Havia interesses de classe divergentes atrás de cada candidatura. No mínimo, a vitória de Lula representaria, simbolicamente, a vitória da classe trabalhadora, a manutenção de alianças na América Latina com governos progressistas e o respeito aos movimentos sociais. Esse novo posicionamento no processo eleitoral fez com que nos engajássemos na campanha pela reeleição de Lula. O que não significou desconsiderar os erros e as fragilidades cometidas no primeiro mandato. Entre eles, a falta de um projeto claro que enfrente os problemas estruturais do povo, como a realização da Reforma Agrária.
Além de buscar a politização da eleição presidencial e de evidenciar que, independente do governo Lula, estávamos numa disputa de classes, avaliamos que o segundo turno das eleições poderiam servir para potencializar a participação dos movimentos populares, buscando maior unidade em torno da idéia da construção de um projeto popular para o país. É inegável que houve acertos e vitórias nessa decisão. A maioria dos movimentos sociais se engajou nas discussões e na campanha. Mas tudo isso sem ilusões e com a convicção cada vez maior, que as transformações vêm das ações da própria sociedade. Daí a necessidade dos movimentos populares terem autonomia, elaboração teórica e capacidade de mobilização.
O novo mandato
Assegurado mais um mandato para o governo Lula, é hora de cobrar e exigir as mudanças políticas que atendam aos interesses do povo. O Presidente, em seus primeiros pronunciamentos após a reeleição, destacou a necessidade de promover o desenvolvimento econômico associado com medidas de distribuição da riqueza e renda.

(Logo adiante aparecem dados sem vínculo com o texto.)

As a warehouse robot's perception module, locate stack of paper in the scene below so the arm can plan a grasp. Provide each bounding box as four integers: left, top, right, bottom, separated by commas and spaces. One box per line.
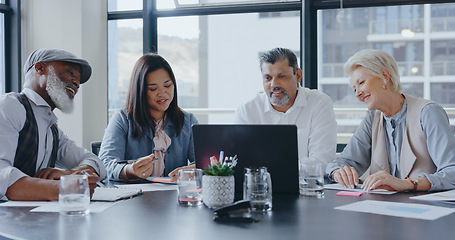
410, 190, 455, 204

Essa afirmação não pode se restringir ao entusiasmo de quem derrotou eleitoralmente a burguesia. É preciso que ela se transforme em ações concretas. Isso exige uma ruptura com a política econômica neoliberal e, acima de tudo, um enfrentamento com os poderosos interesses dos que monopolizam as terras (rurais e urbanas), as comunicações e o sistema financeiro.
É necessário também lutarmos para que seja fortalecida a integração solidária dos países latino-americanos, de forma a se contrapor à mentalidade colonizada da elite brasileira e fazer frente ao imperialismo estadunidense. Assim, devemos cobrar ainda mais do governo reeleito a imediata retirada das tropas militares brasileiras do Haiti e a implementação de uma política de ajuda solidária ao povo daquele país.
A reforma política é necessária, mas ela precisa atender aos interesses do povo e não dos políticos. Criar novos mecanismos de participação, implementar assembléias e conselhos, orçamento participativo, plebiscitos e referendos populares.
Estes são desafios que cabem ao governo reeleito. Mas, também são desafios das forças sociais que querem construir um país com base na democracia, na justiça social, na soberania e na defesa do meio ambiente.
Nós do MST e outros movimentos sociais seguimos com nosso papel de contribuir para elevar o nível de consciência e organização do povo brasileiro. Estimular as lutas sociais e construir forças unitárias ao redor de um novo projeto pro país: este é o trabalho que temos pela frente!